Introduction

background

Look at Mr. Robota's this tweet regarding MPI, and how do each process work together (mainly regarding the compilation of standard output)? I was curious about the buffer control and the point, so I did a rough search.

Caution

This time, I haven't written in detail about the environment etc., so please be sure to take the back and use it by yourself without taking it **. In addition, please note that the terms used are quite attached to the texto.

In addition, I tried Linux environment, and there are three types of MPI: Intel, SGI-MPT, and OpenMPI. Also, Fortran is not mentioned at all. For C / C ++.

What is standard output buffering?

What is buffering?

First of all, about "buffering".

When outputting data from standard output, it is done through stdout for C and std :: cout for C ++, but even if you call printf or std :: ostream :: operator <<, the output will be reflected immediately. It is not always done. This is because calling the OS APIs (write and send) that are actually in charge of output in small pieces is generally disadvantageous in terms of performance, and in the standard library, it is stored in a buffer to some extent and lumped. This is because I try to spit it out all at once. This behavior is called ** buffering **.
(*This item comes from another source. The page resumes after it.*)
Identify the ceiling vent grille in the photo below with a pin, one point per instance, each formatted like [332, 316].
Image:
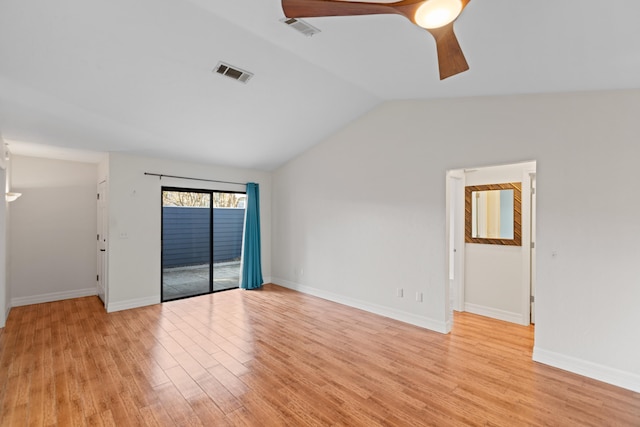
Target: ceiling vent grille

Buffering in the standard library

There are three modes of buffering:

Unbuffered Buffering disabled, spit out immediately every time you call an output function
Full buffered Accumulate output until the buffer is full or a flush operation is performed
Row buffered Close to full buffered, but spits out line by line if there is a line break

For C stdio, control is done with setbuf / setvbuf. The default control depends on the file / device to which the standard output is connected, line buffered for TTY / PTY, and fully buffered otherwise. The flush operation is performed with the fflush function.

For C ++ iostream, control is done by whether to set the std :: ios_base :: unitbuf flag to std :: cout (std :: cout.setf or unsetf). If it is set, it is unbuffered, if it is not set, it is fully buffered, and there is no row buffered. The default is full buffered. The flush operation is performed with the I / O manipulator std :: flush or std :: endl.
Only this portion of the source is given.